Players started with one city and an armed forces comprising an army and air force. Each player could provide orders for their Kor's spies and public-facing representatives or "reps". Reps could "conduct negotiations, trade stocks, launch propaganda campaigns, convert enemy agents", and do other actions. Reps in the game included Cindy Crawford and George Foreman.

Corporate levels available were military, subversion, espionage, sabotage, and economics. Various player actions were available, such as stock market play as well as "assassinations, stock thefts, underworld dealings, and sabotage". A player's public relations (PR) level was important, rising with actions such as "combating plagues, donating money to charity, and relinquishing control of a sector", while "nefarious" activities could lower a PR level. Technology (or tek) levels could also be raised during play.

Players could win by defeating the other seven players, attaining 250,000 credits (game money), or by achieving their individual victory conditions. (Note: According to Phil Rodgers, the victory conditions required a player "to own at least 101 shares of another Kor's stock, and to control five specific sectors, three of which are the headquarters of other Kors.") Various factors could also cause a loss, including having zero sectors at the end of a turn, or too few credits or public relations points.

==Reception==
Patrick M. Rodgers reviewed SpyKor for Pyramid magazine and stated that "SpyKor is an excellent game for beginners, and truly offers challenging play for veteran gamers as well. Suffice it to say that there is substantial breadth to the game, and enough depth to make it interesting without making it too complicated. In short, players can do quite well wading in the SpyKor pool, and will enjoy swimming in the deep end when they feel ready for it."

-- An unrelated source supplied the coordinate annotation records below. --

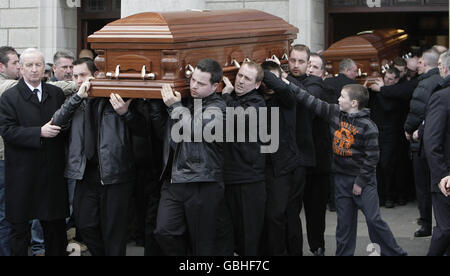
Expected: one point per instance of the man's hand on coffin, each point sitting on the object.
(228, 86)
(118, 104)
(169, 96)
(83, 92)
(49, 130)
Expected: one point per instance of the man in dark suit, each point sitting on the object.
(34, 154)
(437, 148)
(348, 70)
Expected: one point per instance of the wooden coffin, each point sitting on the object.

Patrick M. Rodgers reviewed the game in the September–October 1995 issue of Paper Mayhem, stating, that the game "is a versatile, enjoyable game that should appeal to a broad spectrum of PBM gamers. I enjoy it and recommend it highly." Debbie Thompson reviewed the game in a three-part diary in Flagship, concluding that "SpyKor reminds me a lot of Mr. Toad's Wild Ride. You really have to hang on for dear life. You can't get discouraged when a turn goes badly, because you might be right back on top the next tum. Besides, all players am having exactly the same sort of difficulties you are. I would definitely recommend SpyKor to gamers. You get: "a quality GM", "reliable turnaround", and "a good game".